Et je ne voulais pas valider ce regard, très actif aujourd’hui, qui voudrait nous faire croire qu’un environnement répressif est celui dans lequel placer naturellement les enfants étrangers aux cadres que la société leur impose. Selon moi, il y a une continuité directe entre la réalité de ces colonies pénitentiaires et, par exemple, le projet de la loi Attal et sa volonté de pouvoir faire passer des mineurs en comparution immédiate. Il y a actuellement une volonté de démanteler l’héritage de l’ordonnance de 1945, qui fait primer pour les enfants l’éducatif sur le répressif, comme il y a une volonté globale de détruire tout ce que le conseil national de la résistance nous a léguer comme avancées sociales.
Ce qui singularise également cette biographie fantasmée de Louis, c’est combien Le Fin chemin des Anges s’accomplit dans un registre fantastique dont la puissance relève explicitement d’une généalogie poétique, celle de la voyance rimbaldienne notamment. Ainsi la narration pourrait-elle être qualifiée d’infra-sensible tant elle se fait médiumnique puisque le narrateur ressent, comme une force, la présence de Louis plus d’une centaine d’années après sa mort, dépassé qu’il est par les “puissances mystérieuses qui m’avaient conduit ici pour me faire entendre une chose.” Pourrait-on ainsi selon vous parler du Fin chemin des Anges comme d’une narration spectrale, en quête poétique du fantôme de Louis ?
C’était mon intuition, le moyen le plus évident de transcender mon propre rapport à cette histoire, qui est fragmentaire et mémoriel. Avec les archives, on découvre la texture, les encres, les graphies, tout cela est en réalité très vivant. Il est très émouvant d’avoir devant soi le bulletin de condamnation d’un tout jeune adolescent pour “acte de pédérastie”, de compter les jours de cachots ou les coups de férules pour une cigarette fumée, un bout de pain volé ou le fait d’avoir porté une cravate non autorisée. Et puis il y a tous ces morts, on en dénombre quatre-vingt dix-neuf sur l’île, quatre-vingt dix-neuf enfants morts en dix-huit ans d’activité de la colonie, dont le cimetière est inaccessible, puisque situé sur le terrain militaire. On ne le sait pas, mais pour chaque colonie - il y en a eu des dizaines - il y a un cimetière non répertorié, effacé à ses abords. Le sol de France est plein de ces dépouilles d’enfants volontairement oubliées qui, ni vivants, ni morts, n’auront eu de traitement digne. Ce sont des enfants qui ont été tués, et a qui l’on a jamais rendu justice. On ne peut pas serrer dans ses bras les victimes d’un autre siècle, mais on peut écrire, et par l’écriture composer une charge poétique qui, je l’espère, fera ressentir une certaine chaleur pour elles et, qui sait, peut-être faire dévier le regard sur les enfants et les adolescents vulnérables d’aujourd’hui vers quelque chose de plus empathique.
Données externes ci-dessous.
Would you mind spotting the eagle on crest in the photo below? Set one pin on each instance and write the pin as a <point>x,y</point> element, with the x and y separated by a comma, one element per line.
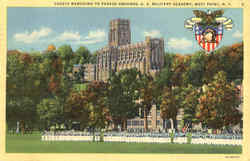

Ce qui ne manque pas de frapper également à la lecture du Fin chemin des Anges, c’est combien votre roman s’offre comme un double récit d’amour. Un premier renvoie à celui que Louis se découvre pour Jules, un de ses compagnons d’infortune de la colonie pénitentiaire, lui, qui dès le premier instant, “était un doux dans la dureté du monde”. Le second renvoie à la déclaration empathique que le narrateur formule pour Louis dont il explore, post-mortem, l’histoire : “Louis, ta mort est coincée dans ma gorge”. Diriez-vous ainsi que Le Fin chemin des Anges peut se lire comme ce double récit d’énamoration, l’un physique, l’autre figuré ?
Il y a évidemment l’éclosion de la sensualité chez Louis - qui sera le vrai motif de sa condamnation - et qui est raconté à travers son amour pour Martin lorsqu’il est encore libre, puis pour Jules à la colonie, et d’un autre côté, l'amour éthéré, protecteur de Lucas pour le fantôme de Louis, dont l’histoire lui transperce le cœur. Je crois sincèrement que l’amour est une force de guérison très puissante. Il était important pour moi de faire d’une part le récit de l’éclosion d’une sensualité heureuse, et d’autre part de dénoncer par la figure du juge comment les adultes sexualisent les enfants en y plaquant leurs désirs, et le font d’une manière qui les dédouanent de leur condition de prédateur. Et il était aussi crucial pour moi que Lucas, le narrateur, regarde Louis comme il convient de regarder un enfant, c’est-à-dire avec honnêteté et bienveillance, sans manipulation et avec l’envie de protéger cet être lumineux, vulnérable et pur même au-delà de sa mort.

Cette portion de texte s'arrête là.